Ne garip bu dünya.. Ne garip insanlar.. Ne garip kaderimiz.. Dakikalar önce gülerken şimdi ağlıyoruz. Dakikalar önce umutsuzken şimdi umutluyuz. Dakikalar önce sıradan bir gün yaşarken, şimdi değişe biliyor her şey. Ve en önemlisi dakikalar önce yaşarken, şimdi ölüyoruz bazen.

Geçmişin ağır yükü omuzlarına çökmüş, yaşadıklarının ağırlıkları yüzündeki kırışıklarda saklanmıştı. Her şey açığa çıktığında olacakları düşündükçe gözleri daha da doluyor ve taşıyamadığı anda bir damla yaşı serbest bırakıyordu. Karanlık odanın sonunda, pencerenin kenarında oturmuş dışarıyı izliyordu Necip. Ne kadar zamandır buradaydı bilmiyordu. Bir kaç dakika mı, yoksa bir kaç saat mi? Hiç bir fikri yoktu..

Yorgun gözlerini duvardaki saate kaydırdı.
04:55

Neredeyse sabah oluyordu. Ne zaman durduğunu farketmediği yağmur yeniden yağmaya başlamıştı. Terlemiş pencereden aşağıya yağmur damlaları süzülüyor, çatıya değen damlalar tıkırtılarla rahatlatıcı bir melodi oluşturuyordu. Yorgunluğundan dolayı hantallaşmış göz kapakları ağır-ağır kapandı ve yaşlı adam uykunun huzurlu kollarına teslim oldu.

---

Elini kaldırıp İncinin yatağın kenarına yakın olan elini tuttu Murat. Teni kızın soğuk teniyle temas edince gözlerini kapatıp açtı. Elini bir ömür bırakmamaya razıydı.. Ne ara bu kadar tutulmıştu bu kıza anlamıyordu ama ne ara olmuşduysa isabet olmuştu. Elini yavaşca hareket ettirerek kızın elini okşadı ve çaresiz sesiyle mırıldandı.

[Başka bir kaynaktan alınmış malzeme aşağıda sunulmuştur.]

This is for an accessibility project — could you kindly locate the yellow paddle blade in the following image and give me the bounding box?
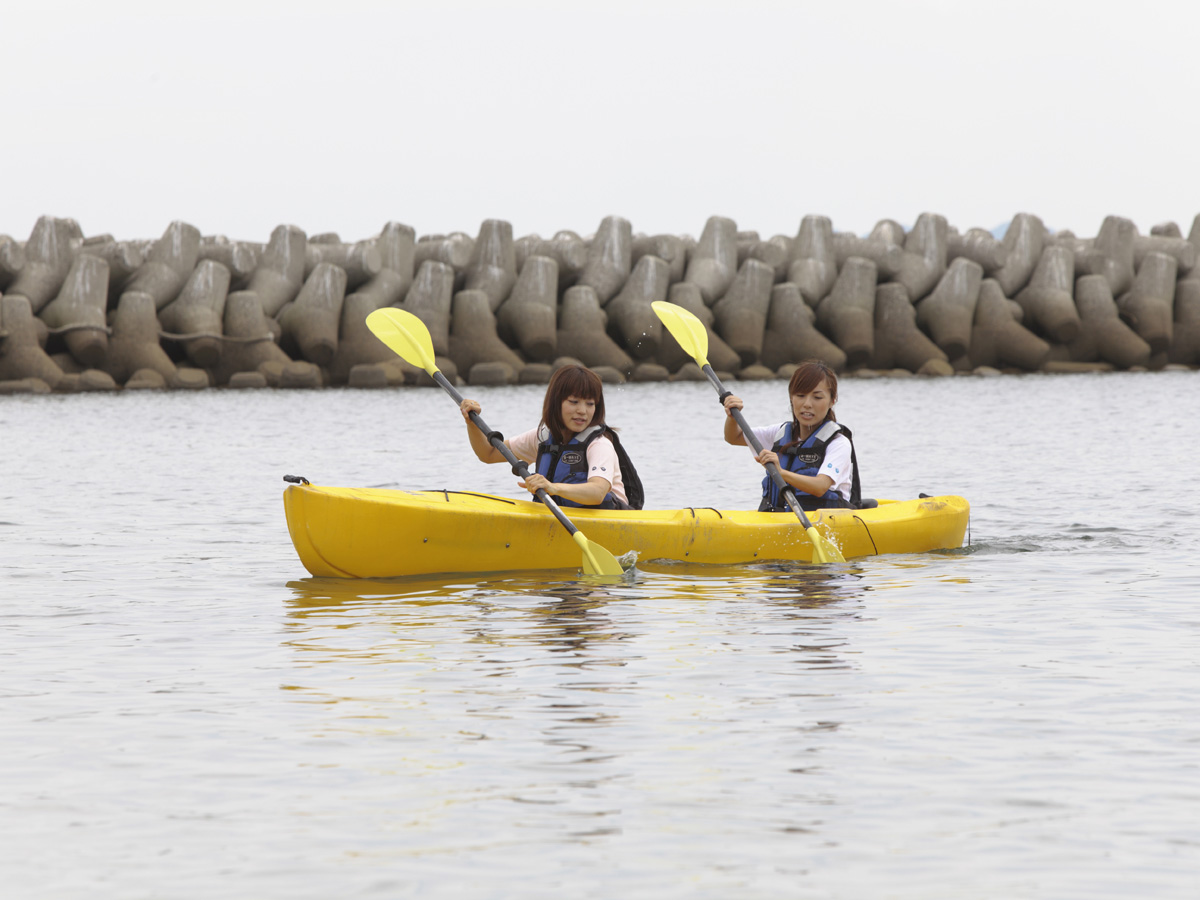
[806,526,846,564]
[573,530,626,576]
[651,301,710,369]
[365,307,438,374]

"Gitme.. Varlığına ihtiyacım var. Gitme.."

Elini yavaşca adamın eli arasından çekti ve kendini kaptırmamak için bakışlarını başka yöne çevirdi İnci.

"Gitmem gerek"

Kaşlarını çatarak kıza baktı adam. Anlamıyordu! Bu halde hastaneye gelmiş ve her kes gitmesine rağmen burda kendisini beklemişti. Neredeyse sabah olmuştu ve o kendisini görmeden, iyi olduğundan emin olmadan gitmemişti! Dahası gözlerine nasıl baktığını farketmişti! İnci kendisini seviyordu! Peki neden gitmek istiyordu? Hala güven sorunu mu vardı, yoksa her şeyi yanlış mı anlamıştı?

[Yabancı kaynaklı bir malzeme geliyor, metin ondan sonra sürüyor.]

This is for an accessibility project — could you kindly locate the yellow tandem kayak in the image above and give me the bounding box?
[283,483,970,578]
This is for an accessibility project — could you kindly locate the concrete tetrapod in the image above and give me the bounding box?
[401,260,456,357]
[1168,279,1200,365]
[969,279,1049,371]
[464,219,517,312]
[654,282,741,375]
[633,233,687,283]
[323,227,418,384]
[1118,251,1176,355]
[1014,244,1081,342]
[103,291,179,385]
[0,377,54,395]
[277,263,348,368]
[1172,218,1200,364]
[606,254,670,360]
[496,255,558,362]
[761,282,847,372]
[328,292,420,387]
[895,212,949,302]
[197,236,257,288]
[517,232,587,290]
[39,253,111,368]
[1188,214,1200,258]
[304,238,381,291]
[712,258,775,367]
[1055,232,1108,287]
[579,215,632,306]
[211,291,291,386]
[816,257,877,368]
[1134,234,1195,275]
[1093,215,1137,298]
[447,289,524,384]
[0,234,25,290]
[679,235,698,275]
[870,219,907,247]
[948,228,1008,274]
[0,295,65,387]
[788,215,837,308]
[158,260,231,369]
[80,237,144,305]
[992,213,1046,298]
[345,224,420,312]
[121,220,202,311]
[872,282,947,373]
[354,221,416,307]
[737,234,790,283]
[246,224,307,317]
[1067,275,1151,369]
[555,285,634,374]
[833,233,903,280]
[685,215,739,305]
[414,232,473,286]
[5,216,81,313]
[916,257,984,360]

İnci Murata baktı ve gitmemesi için ısrar etmesini bekledi. Ama ne var ki adamdan hiç bir tepki gelmediğinde kız hayal kırıklığına uğradı. Kal dese kalamayacağını biliyordu ama yine de kalması için ısrar etmesini istiyordu.

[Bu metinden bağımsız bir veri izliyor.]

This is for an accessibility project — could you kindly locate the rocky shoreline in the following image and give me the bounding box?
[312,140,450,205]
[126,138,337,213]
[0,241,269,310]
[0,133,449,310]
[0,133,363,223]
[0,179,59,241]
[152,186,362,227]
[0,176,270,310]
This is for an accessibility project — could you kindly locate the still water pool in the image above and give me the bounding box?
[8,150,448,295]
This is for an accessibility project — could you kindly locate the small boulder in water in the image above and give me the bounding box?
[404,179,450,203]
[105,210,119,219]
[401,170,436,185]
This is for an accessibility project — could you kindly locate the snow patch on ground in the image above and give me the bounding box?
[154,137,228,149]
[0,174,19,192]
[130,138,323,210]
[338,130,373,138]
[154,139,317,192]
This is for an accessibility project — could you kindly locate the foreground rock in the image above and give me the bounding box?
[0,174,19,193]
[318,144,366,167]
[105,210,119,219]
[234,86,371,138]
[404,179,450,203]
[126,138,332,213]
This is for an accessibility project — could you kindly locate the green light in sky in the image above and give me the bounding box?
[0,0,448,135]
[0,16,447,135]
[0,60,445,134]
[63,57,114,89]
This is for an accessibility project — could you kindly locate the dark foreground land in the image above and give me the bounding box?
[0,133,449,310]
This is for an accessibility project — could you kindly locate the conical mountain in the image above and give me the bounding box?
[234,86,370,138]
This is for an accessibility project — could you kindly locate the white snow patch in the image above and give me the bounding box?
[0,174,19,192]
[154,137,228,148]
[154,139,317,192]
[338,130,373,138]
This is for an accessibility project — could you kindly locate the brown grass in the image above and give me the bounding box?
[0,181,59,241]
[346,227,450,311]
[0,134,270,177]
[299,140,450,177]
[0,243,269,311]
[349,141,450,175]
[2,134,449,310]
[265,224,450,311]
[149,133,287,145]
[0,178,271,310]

Kırgın gözleri yatağın başucundaki seruma kaydı; bitmek üzereydi. Sesinin çatallaşmasını engelemek için hafifce boğazını temizledi ve duygusuz bir sesle mırıldandı.

"Serumun bitmek üzere, hemşireyi çağırayım"

Odadan çıkdıktan az sonra bir hemşireyle geri dönen kıza şaşkınca baktı adam. Ne yani, gitmemiş miydi?
Evet gitmemişti. Elini yatağın baş ucuna dayamış capcanlı duruyordu karşısında. Hemşire serumu değiştirirken aptal bir gülümseme yayıldı yüzüne. Artık emindi. İnci onu önemsiyordu. Onun için endişeleniyordu. Belki de seviyordu.. kim bilir...

"Birazdan tekrar kontrol edeceğim, bir isteğiniz olursa seslene bilirsiniz"

Hemşire elindeki dosyaya bir şeyler karalayıp odayı terketti. İnci bacağını yatağın kenarına dayayıp düşüncelere dalmış, Muratsa dalgın bakışlarla onu izliyordu. Her ikisi de düşüncelerle boğuşurken yoğun bir sessizlik hakimdi içerde. Öyle bir sessizlik ki duyulan ses yalnızca henüz dinmeyen yağmurun çıtırtıları ve ikilinin nefes alış verişleriydi.

"Gitmeyi mi beceremiyorsun, yoksa kalmak mı istiyorsun?"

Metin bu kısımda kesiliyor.